2 -Os/As Trabalhadores/as devem estar conscientes da importância dos respetivos deveres e responsabilidades, ter em conta as expectativas do público relativamente à sua conduta, comportar-se por forma a manter e reforçar a confiança do público na Câmara Municipal de São João da Madeira e contribuir para o eficaz funcionamento e a boa imagem desta.
3 -Os/As Trabalhadores/as devem, sempre que considerem pertinente, contribuir com sugestões que entendam contribuir para um melhor funcionamento da instituição.
Artigo 11.º
Objetividade
Na tomada de decisões, os/as Trabalhadores/as da Câmara Municipal de São João da Madeira devem ter em consideração os fatores pertinentes e atribuir a cada um deles o peso devido para os fins da decisão, excluindo da apreciação qualquer elemento irrelevante.
Artigo 12.º
Expectativas legítimas, coerência e consultoria
1 -Os/As Trabalhadores/as da Câmara Municipal de São João da Madeira devem ser coerentes com o seu comportamento administrativo, operacional e técnico bem como com a ação administrativa, operacional e técnica municipal, devendo seguir sempre as melhores práticas.
2 -Os/As Trabalhadores/as da Câmara Municipal de São João da Madeira devem respeitar as expectativas legítimas e razoáveis que os/as cidadãos/ãs possam ter de acordo com a lei.
3 -Sempre que necessário, os/as Trabalhadores/as da Câmara Municipal de São João da Madeira têm que aconselhar os/as cidadãos/ãs sobre o modo como deve ser tratada uma qualquer questão que recaia na sua esfera de competências e sobre o procedimento a seguir durante essa tramitação.
Artigo 13.º
Cortesia
1 -Os/As Trabalhadores/as da Câmara Municipal de São João da Madeira têm que ser conscienciosos/as, corretos/as, corteses e acessíveis nas suas relações com os/as cidadãos/ãs.
2 -Nas respostas, sejam estas feitas de forma direta, através de carta, chamadas telefónicas ou correio eletrónico, os/as Trabalhadores/as da Câmara Municipal de São João da Madeira devem responder da forma mais completa e exata possível às perguntas que lhes sejam colocadas.
3 -No caso de um/uma trabalhador/a não ser o/a responsável por determinado assunto que lhe é apresentado, é sua obrigação encaminhar o/a cidadão/ã para o/a trabalhador/a e/ou serviço competente.
4 -Se ocorrer um erro que prejudique os direitos ou interesses de um/uma cidadão/ã, o/a trabalhador/a deve reconhecer esse facto e procurar corrigir, de forma atempada e expedita, as consequências negativas do seu erro e informar o/a interessado/a sobre as vias de recurso possíveis.
CAPÍTULO III
RELACIONAMENTO COM O EXTERIOR
Artigo 14.º
Reserva e discrição
1 -Os/As Trabalhadores/as da Câmara Municipal de São João da Madeira devem guardar sigilo e reserva em relação a factos que conheçam por via do exercício das suas funções e que gozem de tutela legal de confidencialidade, devendo, igualmente, proteger os legítimos interesses da Autarquia e do público em geral.

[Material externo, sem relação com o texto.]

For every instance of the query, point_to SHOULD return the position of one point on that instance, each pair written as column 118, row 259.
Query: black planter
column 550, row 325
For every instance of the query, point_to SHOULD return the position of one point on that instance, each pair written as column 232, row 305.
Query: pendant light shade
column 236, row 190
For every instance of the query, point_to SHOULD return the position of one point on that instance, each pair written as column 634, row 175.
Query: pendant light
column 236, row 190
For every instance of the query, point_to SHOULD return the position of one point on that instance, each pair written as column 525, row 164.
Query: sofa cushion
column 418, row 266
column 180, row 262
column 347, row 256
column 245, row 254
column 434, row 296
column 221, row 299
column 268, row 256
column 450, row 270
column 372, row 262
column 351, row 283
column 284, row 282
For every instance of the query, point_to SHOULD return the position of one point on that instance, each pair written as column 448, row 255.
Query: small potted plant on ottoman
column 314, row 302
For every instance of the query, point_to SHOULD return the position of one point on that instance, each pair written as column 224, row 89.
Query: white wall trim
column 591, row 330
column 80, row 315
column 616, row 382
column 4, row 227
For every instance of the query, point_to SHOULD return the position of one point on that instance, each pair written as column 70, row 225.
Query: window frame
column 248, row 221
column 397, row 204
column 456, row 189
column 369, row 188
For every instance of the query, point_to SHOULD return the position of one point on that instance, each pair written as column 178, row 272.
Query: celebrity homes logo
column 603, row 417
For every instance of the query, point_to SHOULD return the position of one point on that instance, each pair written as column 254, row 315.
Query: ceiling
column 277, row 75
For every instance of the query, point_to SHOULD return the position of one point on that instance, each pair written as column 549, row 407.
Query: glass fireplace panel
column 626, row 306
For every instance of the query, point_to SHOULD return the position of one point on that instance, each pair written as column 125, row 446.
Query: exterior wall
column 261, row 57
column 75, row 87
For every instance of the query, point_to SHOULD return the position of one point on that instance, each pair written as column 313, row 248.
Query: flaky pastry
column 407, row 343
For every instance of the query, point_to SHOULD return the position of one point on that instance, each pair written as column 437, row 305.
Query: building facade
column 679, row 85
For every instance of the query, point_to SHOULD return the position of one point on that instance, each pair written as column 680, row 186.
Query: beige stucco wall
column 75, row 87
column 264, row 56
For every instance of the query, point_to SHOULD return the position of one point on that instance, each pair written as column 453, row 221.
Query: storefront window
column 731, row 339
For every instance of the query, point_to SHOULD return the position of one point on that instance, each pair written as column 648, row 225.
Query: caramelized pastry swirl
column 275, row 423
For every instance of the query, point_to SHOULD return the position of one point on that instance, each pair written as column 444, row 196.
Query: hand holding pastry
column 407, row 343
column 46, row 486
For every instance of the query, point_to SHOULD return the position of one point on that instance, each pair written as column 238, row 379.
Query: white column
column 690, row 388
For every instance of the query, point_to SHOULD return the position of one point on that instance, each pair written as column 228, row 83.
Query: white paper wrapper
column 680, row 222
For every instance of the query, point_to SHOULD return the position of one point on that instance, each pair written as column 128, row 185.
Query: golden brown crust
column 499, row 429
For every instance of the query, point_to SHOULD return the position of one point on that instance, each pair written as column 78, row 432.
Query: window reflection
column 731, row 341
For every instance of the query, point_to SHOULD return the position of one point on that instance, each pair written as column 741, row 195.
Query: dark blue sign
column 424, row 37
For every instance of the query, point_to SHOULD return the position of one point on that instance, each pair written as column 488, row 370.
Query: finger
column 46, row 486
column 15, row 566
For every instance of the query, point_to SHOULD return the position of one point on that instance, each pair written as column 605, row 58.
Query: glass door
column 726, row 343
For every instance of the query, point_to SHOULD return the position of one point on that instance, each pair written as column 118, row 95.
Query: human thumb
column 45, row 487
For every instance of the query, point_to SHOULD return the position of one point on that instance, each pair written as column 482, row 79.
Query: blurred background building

2 -Incluem-se no número anterior dados informáticos de âmbito pessoal ou outros considerados reservados, informação estratégica sobre planeamento do território, bem como informação relativa a qualquer projeto realizado ou em desenvolvimento, quando tal for considerado como devendo ficar obrigatoriamente limitado aos serviços ou pessoas que da mesma necessitam no exercício das suas funções ou por causa delas.
Artigo 15.º
Dever de lealdade, independência e responsabilidade
1 -Os/As Trabalhadores/as da Câmara Municipal de São João da Madeira devem assumir um compromisso de lealdade para com a Autarquia, empenhando-se em salvaguardar a sua credibilidade, prestígio e imagem em todas as situações, devendo, para tal, agir com verticalidade, isenção, empenho e objetividade na análise das decisões tomadas em nome da Autarquia.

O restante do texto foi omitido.